Desde que ha comenzado su segundo mandato, Trump está empeñado en demostrar que la hegemonía norteamericana continúa plenamente vigente, cuando cada vez es más evidente la desaparición del orden unipolar que surgió tras la caída de la URSS. A la política interna de mano dura contra la inmigración y de recorte de derechos sociales, se ha sumado una política exterior beligerante, de momento en el plano económico, y que probablemente terminará con intervención militar en los países que no se plieguen a sus designios. Guerra económica que sufrirán y pagarán los trabajadores estadounidenses y de otros países, mientras el capital se enriquece aún más, enarbolando las banderas del país que “defienden”.
La retórica supremacista y ultranacionalista, que en la primera legislatura se quedó más en exabruptos que en hechos, ha venido, esta vez sí, acompañada de una serie de medidas propias de cualquier régimen fascista de los años 30. Las detenciones arbitrarias y las deportaciones masivas, sin las mínimas garantías y en condiciones infrahumanas, aparte de reforzar la imagen del presidente, supone una campaña de terror para los trabajadores migrantes, legales e ilegales, que se traduce en “agacha la cabeza ante tu amo, aguanta la explotación y ni se te ocurra alzar la voz, o mañana mismo estás esposado en un avión de vuelta a tu país”. A esto se suma la creación en varios estados de grupos de caza recompensas con la misión de reportar a los inmigrantes ilegales a las autoridades con recompensas de 1.000 dólares. No es difícil imaginarse el perfil de quienes integren esta fuerza parapolicial, supremacistas blancos, neonazis armados y que seguramente no tendrán ningún reparo en apalear o abrir fuego contra quienes intenten cualquier mínima resistencia.
Ahora bien, quizá la mayor muestra de lo que será el trumpismo en esta segunda etapa es la limpieza étnica del pueblo palestino.
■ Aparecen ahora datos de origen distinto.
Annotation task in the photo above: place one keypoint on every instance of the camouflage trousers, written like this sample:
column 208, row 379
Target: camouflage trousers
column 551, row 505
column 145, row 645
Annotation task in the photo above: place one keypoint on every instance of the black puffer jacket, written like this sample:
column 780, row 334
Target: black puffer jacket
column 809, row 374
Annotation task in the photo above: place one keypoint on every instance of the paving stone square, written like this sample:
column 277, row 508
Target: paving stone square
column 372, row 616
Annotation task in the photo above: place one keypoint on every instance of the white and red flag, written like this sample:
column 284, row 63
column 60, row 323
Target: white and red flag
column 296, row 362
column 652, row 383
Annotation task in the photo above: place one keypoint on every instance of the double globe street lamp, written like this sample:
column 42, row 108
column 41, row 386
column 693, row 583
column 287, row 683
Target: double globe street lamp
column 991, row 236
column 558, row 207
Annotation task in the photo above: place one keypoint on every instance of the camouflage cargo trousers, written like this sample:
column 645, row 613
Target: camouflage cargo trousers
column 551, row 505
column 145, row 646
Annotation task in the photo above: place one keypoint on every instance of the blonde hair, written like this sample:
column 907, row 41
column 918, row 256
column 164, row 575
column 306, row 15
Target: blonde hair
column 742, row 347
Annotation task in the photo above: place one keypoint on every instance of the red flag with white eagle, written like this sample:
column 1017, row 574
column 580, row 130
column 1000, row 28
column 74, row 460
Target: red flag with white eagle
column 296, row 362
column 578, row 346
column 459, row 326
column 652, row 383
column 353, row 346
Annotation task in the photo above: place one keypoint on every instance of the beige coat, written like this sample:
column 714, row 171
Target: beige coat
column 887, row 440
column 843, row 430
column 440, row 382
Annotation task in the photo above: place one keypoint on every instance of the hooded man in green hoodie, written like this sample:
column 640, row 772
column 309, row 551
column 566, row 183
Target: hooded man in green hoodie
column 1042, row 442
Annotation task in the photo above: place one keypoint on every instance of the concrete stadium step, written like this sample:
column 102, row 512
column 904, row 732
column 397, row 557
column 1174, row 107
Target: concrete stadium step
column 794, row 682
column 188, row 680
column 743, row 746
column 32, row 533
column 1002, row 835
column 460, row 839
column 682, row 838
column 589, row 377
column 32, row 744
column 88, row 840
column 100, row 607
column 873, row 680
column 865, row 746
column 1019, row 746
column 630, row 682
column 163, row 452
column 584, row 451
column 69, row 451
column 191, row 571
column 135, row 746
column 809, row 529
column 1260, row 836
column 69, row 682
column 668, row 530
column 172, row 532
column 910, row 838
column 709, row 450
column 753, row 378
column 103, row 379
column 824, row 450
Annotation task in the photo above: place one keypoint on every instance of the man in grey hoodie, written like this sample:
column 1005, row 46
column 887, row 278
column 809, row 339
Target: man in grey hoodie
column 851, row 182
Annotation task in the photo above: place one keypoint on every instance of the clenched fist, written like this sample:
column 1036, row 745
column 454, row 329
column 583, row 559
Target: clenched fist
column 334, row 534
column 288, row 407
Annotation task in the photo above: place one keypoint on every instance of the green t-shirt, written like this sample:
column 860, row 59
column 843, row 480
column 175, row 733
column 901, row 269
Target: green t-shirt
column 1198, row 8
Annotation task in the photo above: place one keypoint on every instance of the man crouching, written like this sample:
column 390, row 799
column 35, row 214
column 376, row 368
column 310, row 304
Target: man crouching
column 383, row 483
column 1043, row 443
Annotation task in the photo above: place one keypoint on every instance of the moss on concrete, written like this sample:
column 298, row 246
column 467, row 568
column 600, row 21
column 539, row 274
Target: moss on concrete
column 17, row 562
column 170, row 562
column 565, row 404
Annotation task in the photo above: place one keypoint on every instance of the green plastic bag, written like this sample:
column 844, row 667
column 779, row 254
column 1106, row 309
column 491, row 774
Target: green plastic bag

Si bien todas las administraciones yanquis han sido cómplices de la ocupación y destrucción de Palestina, en su delirio, Trump, creyéndose el amo y señor del mundo, ha decidido que los palestinos deben ser deportados y su tierra convertida en un parque de atracciones para los israelíes y las elites económicas occidentales. Este plan no solo cuenta con el apoyo del gobierno sionista de Israel y sus sectores más radicales, sino que es visto por buenos ojos por una parte importante de la población israelí, que parece olvidar que ellos mismos llegaron a esas tierras como consecuencia de las deportaciones masivas realizadas por los nazis sobre los judíos europeos. Trump y Netanyahu, como Hitler en su momento, han decidido que necesitan un mayor espacio vital, y los palestinos tendrán dos opciones, o huir ahora o atenerse a las consecuencias después. Ante estas auténticas atrocidades, la UE y el resto de países vasallos guarda silencia, preocupada por no hacer enfadar al nuevo emperador.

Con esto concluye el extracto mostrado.